The challenge is achieving cultural fit. “The advent of big data and analytics allowed us to take a different approach to interpreting our large volumes of data, and this takes time to permeate an engineering culture,” says Paul Stone, senior technology principal at BP. “AI and cognitive computing are showing us we can, and need to, bring engineering and data science principles to work together.”


AI in real estate


The property and land sector sees huge potential for AI in simplifying bureaucratic procedures. Buyers and their property managers are working with law firm Mishcon de Reya’s machine-learning to improve transactions.

“Historically, people would think about sales as a flood of documents, agreements and leases,” explains Nick West, chief strategy officer at the firm. “But ultimately the process is about data and we can automate a huge amount.”

The technology enables customers to understand a deal quickly. A firm considering buying a property and being faced with huge documents can count on machine-learning to read and interpret contracts, and help determine the quality of investment. “It can also identify any problems in the lease, highlight rules around rents and find licences needed for alterations,” Mr West adds.

The company is so keen to make the most of AI that its in-house technology incubator, created to identify startups, has shortlisted six machine-learning companies among twenty of interest.

Other firms are using AI to help find property.
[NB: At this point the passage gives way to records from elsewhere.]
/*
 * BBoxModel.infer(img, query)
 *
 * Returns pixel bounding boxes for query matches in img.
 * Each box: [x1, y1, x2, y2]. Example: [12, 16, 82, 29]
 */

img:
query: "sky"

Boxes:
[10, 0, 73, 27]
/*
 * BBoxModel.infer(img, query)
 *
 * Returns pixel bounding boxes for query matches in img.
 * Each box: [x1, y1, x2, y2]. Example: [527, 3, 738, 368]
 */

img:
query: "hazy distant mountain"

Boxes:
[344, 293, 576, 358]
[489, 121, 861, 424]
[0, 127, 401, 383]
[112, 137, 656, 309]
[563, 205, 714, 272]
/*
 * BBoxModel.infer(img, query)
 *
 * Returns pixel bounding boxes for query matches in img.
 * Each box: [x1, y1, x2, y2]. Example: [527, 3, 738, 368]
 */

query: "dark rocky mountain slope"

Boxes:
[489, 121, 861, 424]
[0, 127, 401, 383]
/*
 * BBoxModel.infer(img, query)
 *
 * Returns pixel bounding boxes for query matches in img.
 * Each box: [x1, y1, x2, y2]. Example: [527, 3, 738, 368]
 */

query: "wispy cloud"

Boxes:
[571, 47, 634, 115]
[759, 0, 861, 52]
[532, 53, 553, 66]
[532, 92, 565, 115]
CityBldr a startup, rapidly locates good under-used sites for developers. Its system scans properties and ranks them, an entire process that typically would have taken experts more than a month.

The system accesses 118 million data points for buyers, including other sales, permit applications, planning data, land size and topography, traffic and location. Equally, it helps sellers see whether commercial developers or house builders would pay more.
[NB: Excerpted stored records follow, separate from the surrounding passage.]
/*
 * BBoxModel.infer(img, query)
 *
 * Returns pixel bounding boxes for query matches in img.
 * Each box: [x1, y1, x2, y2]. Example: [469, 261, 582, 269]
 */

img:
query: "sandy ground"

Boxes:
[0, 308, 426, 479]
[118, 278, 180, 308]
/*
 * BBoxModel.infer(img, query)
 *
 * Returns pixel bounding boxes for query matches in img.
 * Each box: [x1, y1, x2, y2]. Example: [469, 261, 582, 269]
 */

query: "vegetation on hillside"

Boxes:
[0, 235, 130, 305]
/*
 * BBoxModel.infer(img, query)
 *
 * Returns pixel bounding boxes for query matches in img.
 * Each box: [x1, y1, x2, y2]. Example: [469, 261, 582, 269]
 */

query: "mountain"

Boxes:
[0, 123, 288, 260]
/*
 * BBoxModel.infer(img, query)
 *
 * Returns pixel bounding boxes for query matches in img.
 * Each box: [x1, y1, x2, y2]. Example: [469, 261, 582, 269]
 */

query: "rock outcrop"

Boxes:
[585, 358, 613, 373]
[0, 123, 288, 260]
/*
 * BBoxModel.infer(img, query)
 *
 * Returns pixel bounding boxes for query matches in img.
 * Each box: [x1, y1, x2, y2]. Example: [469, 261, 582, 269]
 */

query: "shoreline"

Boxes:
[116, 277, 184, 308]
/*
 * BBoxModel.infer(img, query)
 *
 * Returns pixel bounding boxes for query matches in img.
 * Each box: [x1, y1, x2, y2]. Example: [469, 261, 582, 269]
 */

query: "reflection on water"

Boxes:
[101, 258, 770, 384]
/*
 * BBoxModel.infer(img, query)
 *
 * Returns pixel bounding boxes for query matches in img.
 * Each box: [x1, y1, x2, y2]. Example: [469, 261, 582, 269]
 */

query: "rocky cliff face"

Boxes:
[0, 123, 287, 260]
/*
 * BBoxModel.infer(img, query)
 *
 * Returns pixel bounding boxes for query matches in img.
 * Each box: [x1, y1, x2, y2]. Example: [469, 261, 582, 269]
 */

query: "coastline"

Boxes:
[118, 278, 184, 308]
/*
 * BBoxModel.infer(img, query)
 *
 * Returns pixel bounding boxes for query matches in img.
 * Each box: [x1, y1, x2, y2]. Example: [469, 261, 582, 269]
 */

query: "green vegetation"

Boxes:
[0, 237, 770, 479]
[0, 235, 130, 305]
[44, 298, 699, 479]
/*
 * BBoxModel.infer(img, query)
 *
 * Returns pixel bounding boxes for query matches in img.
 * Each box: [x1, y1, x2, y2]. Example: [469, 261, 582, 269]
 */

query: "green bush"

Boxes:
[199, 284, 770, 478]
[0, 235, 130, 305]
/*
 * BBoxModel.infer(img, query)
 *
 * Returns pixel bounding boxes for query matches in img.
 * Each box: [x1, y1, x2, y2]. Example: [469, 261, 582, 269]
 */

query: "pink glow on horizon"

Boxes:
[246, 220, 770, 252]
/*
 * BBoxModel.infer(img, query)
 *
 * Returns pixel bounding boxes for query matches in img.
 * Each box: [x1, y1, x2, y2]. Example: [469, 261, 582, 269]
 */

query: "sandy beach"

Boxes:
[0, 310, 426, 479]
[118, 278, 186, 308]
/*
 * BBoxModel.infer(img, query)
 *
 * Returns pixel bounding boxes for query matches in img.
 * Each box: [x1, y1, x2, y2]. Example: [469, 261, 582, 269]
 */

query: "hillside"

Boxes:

Bryan Copley, CityBldr chief executive, explains: “AI has allowed us to create a marketplace specifically for under-used real estate. Humans’ insights are imperfect, but a machine can get better all the time. It draws in over 200,000 updates overnight.” The system is currently available in Seattle but is expanding to Los Angeles and then to a raft of other American cities.

Chatbots are also increasingly important in eliminating lengthy processes. Startup Apartment Ocean has created bots that enable estate agents to answer inquiries and shape good leads. “Real estate firms use the system to secure up to five times as many leads, asking the questions they want,” says president Nick Kljaic. “The system automatically captures the data, converting it into a lead even when the agent isn’t there.

“People love to chat. Now they can have a personal conversation at any time.”